No theory forbids me to say "Ah!" or "Ugh!", but it forbids me the bogus theorization of my "Ah!" and "Ugh!" - the value judgments. - Theodor Julius Geiger (1960)

Safety: Paperwork and Practice

Safety practitioners play a critical role in ensuring the safety of organizations by facilitating hazard and risk analysis, developing physical, procedural, and behavioral controls, and monitoring safety through management systems, plans, procedures, and rules. However, the legal-bureaucratic rule that guides their activities, as studied by sociologist Max Weber a century ago, can also have its limitations. What is needed for a shift towards a (slightly) more adaptive approach?

Legal-Bureaucratic Rule

Max Weber emphasized bureaucracy's strengths: a clear and standardized system of rules, a hierarchical order for tasks, and the selection of functionaries based on technical competence, leading to increased efficiency and effectiveness in processes, as well as high levels of legitimacy.
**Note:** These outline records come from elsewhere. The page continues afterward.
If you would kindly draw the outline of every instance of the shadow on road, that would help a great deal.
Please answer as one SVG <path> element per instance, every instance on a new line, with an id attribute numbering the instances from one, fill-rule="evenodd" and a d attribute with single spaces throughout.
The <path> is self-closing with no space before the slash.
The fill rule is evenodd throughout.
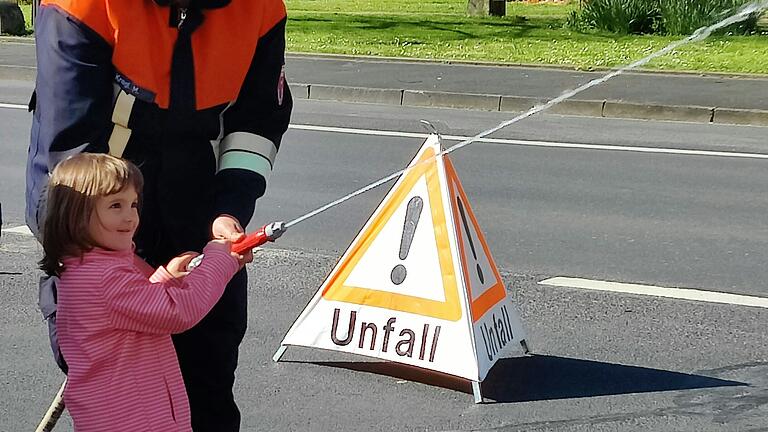
<path id="1" fill-rule="evenodd" d="M 312 363 L 472 393 L 470 383 L 464 379 L 397 363 Z M 496 402 L 529 402 L 746 385 L 738 381 L 661 369 L 531 355 L 499 360 L 483 381 L 482 391 L 486 399 Z"/>

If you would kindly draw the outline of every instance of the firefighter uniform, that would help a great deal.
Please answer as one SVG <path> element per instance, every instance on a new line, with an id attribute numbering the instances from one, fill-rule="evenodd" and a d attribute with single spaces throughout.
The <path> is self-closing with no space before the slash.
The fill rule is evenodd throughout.
<path id="1" fill-rule="evenodd" d="M 122 156 L 141 169 L 136 247 L 152 265 L 201 250 L 216 216 L 250 221 L 292 108 L 285 6 L 169 3 L 42 1 L 26 195 L 36 234 L 48 174 L 83 151 Z M 246 286 L 241 271 L 203 321 L 174 336 L 196 432 L 239 429 L 232 386 Z"/>

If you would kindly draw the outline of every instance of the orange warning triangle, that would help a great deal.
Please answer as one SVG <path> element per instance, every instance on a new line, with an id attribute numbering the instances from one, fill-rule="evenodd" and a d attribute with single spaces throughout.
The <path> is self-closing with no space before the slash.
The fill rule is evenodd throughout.
<path id="1" fill-rule="evenodd" d="M 461 267 L 469 291 L 472 322 L 477 322 L 490 308 L 503 300 L 507 292 L 453 163 L 447 156 L 443 160 L 458 234 Z"/>
<path id="2" fill-rule="evenodd" d="M 439 151 L 438 145 L 425 145 L 420 154 L 417 154 L 411 161 L 409 167 L 412 168 L 401 177 L 387 194 L 369 223 L 366 224 L 348 249 L 348 253 L 342 257 L 342 261 L 328 277 L 322 291 L 322 297 L 325 300 L 381 307 L 450 321 L 458 321 L 461 318 L 459 287 L 449 240 L 450 227 L 446 221 L 438 160 L 434 157 L 436 149 Z M 425 214 L 421 217 L 431 218 L 431 223 L 421 224 L 421 227 L 417 226 L 415 229 L 421 229 L 420 238 L 422 240 L 420 241 L 434 241 L 434 244 L 429 245 L 431 247 L 428 249 L 436 251 L 434 266 L 435 273 L 439 272 L 439 276 L 433 278 L 429 283 L 432 285 L 442 284 L 442 287 L 430 287 L 432 291 L 435 291 L 436 288 L 440 295 L 437 298 L 419 295 L 418 288 L 424 287 L 424 285 L 416 287 L 415 291 L 403 292 L 393 290 L 392 286 L 384 286 L 389 281 L 381 282 L 378 287 L 351 283 L 350 274 L 358 266 L 361 259 L 370 252 L 372 244 L 387 224 L 398 223 L 401 227 L 403 226 L 402 220 L 391 221 L 393 214 L 398 210 L 398 214 L 403 213 L 403 206 L 408 206 L 406 198 L 413 197 L 414 190 L 417 188 L 424 188 L 424 183 L 426 184 L 426 192 L 424 193 L 426 197 L 420 198 L 425 201 L 424 207 L 428 211 L 423 212 Z M 427 233 L 425 237 L 424 230 L 427 226 L 431 227 L 431 233 Z M 404 232 L 403 236 L 405 236 Z M 391 253 L 397 256 L 396 248 L 390 249 L 395 249 Z M 398 283 L 394 281 L 394 276 L 393 283 Z"/>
Additionally, the separation of ownership and function can provide a level of impartiality and objectivity in decision-making.

The Logic of Practice

However, looking from the perspective of sociologist Pierre Bourdieu's Practice Theory, the structures and habits (habitus) of safety management within legal-bureaucratic rule may perpetuate a culture of compliance and lack of decision-making autonomy for front-line workers, making it difficult for them to effectively identify and manage safety hazards. The focus on means-end rationality and precision can lead to an over-reliance on rules and procedures, and a lack of adaptability to changing circumstances. The emphasis on formality and codifying rules can also create a disconnect between the bureaucracy and the people it is meant to serve. Additionally, the separation of ownership and function can also lead to a lack of accountability in decision-making, as it can be difficult to determine who is responsible for a particular decision or outcome. Furthermore, the focus on legal-bureaucratic rule can lead to the creation of an over-bureaucratized system that is more focused on complying with the rules than on improving the safety of the organization.
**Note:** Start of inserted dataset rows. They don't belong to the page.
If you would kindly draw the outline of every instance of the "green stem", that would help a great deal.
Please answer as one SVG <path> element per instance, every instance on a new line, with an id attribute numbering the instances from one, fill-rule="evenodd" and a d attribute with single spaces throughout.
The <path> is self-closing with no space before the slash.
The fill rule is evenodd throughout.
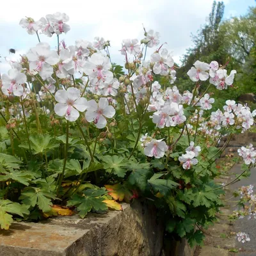
<path id="1" fill-rule="evenodd" d="M 64 177 L 65 170 L 66 168 L 67 159 L 68 156 L 68 127 L 69 124 L 68 121 L 67 120 L 67 130 L 66 130 L 66 147 L 65 150 L 65 156 L 64 156 L 64 163 L 63 163 L 63 168 L 62 169 L 62 172 L 57 180 L 57 188 L 56 188 L 56 194 L 59 192 L 60 187 L 61 186 L 61 182 Z"/>
<path id="2" fill-rule="evenodd" d="M 30 154 L 32 154 L 31 147 L 30 145 L 29 134 L 28 132 L 28 125 L 27 125 L 27 120 L 26 119 L 26 115 L 25 115 L 25 109 L 24 109 L 24 105 L 23 105 L 23 100 L 22 100 L 22 97 L 20 97 L 20 104 L 21 104 L 21 107 L 22 108 L 23 118 L 24 118 L 24 120 L 27 138 L 28 138 L 28 147 L 29 148 Z"/>
<path id="3" fill-rule="evenodd" d="M 58 35 L 57 35 L 57 44 L 58 44 L 58 55 L 60 55 L 60 38 Z"/>
<path id="4" fill-rule="evenodd" d="M 186 131 L 187 132 L 188 139 L 188 143 L 190 145 L 190 138 L 189 138 L 189 133 L 188 132 L 188 126 L 187 124 L 185 124 Z"/>
<path id="5" fill-rule="evenodd" d="M 92 160 L 93 159 L 93 155 L 92 153 L 92 150 L 91 150 L 91 148 L 90 147 L 89 143 L 88 143 L 88 140 L 86 139 L 86 137 L 85 136 L 84 132 L 83 132 L 83 131 L 82 130 L 82 128 L 81 127 L 81 126 L 79 125 L 79 123 L 78 120 L 76 120 L 76 125 L 77 125 L 77 128 L 79 129 L 81 134 L 82 134 L 82 137 L 84 139 L 85 145 L 86 145 L 86 146 L 87 147 L 87 148 L 88 149 L 89 154 L 90 154 L 90 156 L 91 157 L 91 160 Z"/>
<path id="6" fill-rule="evenodd" d="M 195 131 L 195 133 L 194 142 L 195 142 L 195 141 L 196 141 L 197 129 L 198 129 L 199 116 L 200 116 L 200 115 L 199 115 L 199 111 L 198 111 L 198 113 L 197 113 L 196 127 L 196 131 Z"/>
<path id="7" fill-rule="evenodd" d="M 38 39 L 38 42 L 40 43 L 41 41 L 40 41 L 40 40 L 38 32 L 37 31 L 36 31 L 36 35 L 37 35 L 37 39 Z"/>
A (slightly) more adaptive approach

To overcome these limitations - while keeping the positive functions of bureaucracy - safety practitioners could adopt a more adaptive approach that acknowledges the complex and dynamic nature of safety in modern organizations. This approach involves understanding the organization's current operations, supporting local practices, and facilitating adaptability. It also involves reducing goal conflict and negotiating the redistribution of resources, facilitating information flows, generating future operational scenarios, and facilitating learning.

How such a shift could take place

By understanding how structure, habitus, doxa, and cultural capital shape the practices and perceptions of safety within the organization, as outlined by Pierre Bourdieu's practice theory, safety practitioners together can shift the way individuals and groups within organizations understand and interact with the social and cultural structures that shape their actions. This includes recognizing and challenging the existing power dynamics and institutions that shape safety practices, as well as creating new ways of thinking and acting that promote safety (or: work) in an adaptive and dynamic way.

Underlying Presuppositions and Cultural Capital

Bourdieu’s concept of doxa, or the internalized societal or field-specific presuppositions that inform an individual's actions and thoughts within the field of safety management, can also play a role in these challenges. For example, societal presuppositions about the role of safety professionals as solely responsible for ensuring compliance and monitoring controls may lead to a focus on conformance and compliance rather than understanding and fixing the system. The use of cultural capital, such as educational background and qualifications in safety management and safety science, professional certifications, and strong communication and leadership skills, can also play a role in addressing these challenges. 

Conclusion

While legal-bureaucratic rule has its strengths in providing a clear and standardized system of rules, a hierarchical order for tasks, and the selection of functionaries based on technical competence, it also has its limitations and unintended consequences. We do NOT need and we do not want to abolish all bureaucracy. Safety practitioners could adopt a (slightly) more adaptive approach that acknowledges the complex and dynamic nature of safety in modern organizations and shifts the way individuals and groups within organizations understand and interact with the social and cultural structures that shape their actions.

Sources:

Bourdieu, P. (1992), The Logic of Practice, Cambridge: Polity Press.

Provan, D., Woods, D.D., Dekker, S.W.A., Rae, A.J. (2020), Safety II professionals: How resilience engineering can transform safety practice, in: Reliability Engineering & System Safety, Volume 195, March 2020, 106740.

Weber, M. (2013 [1922]), Economy and Society, Oakland; University of California Press.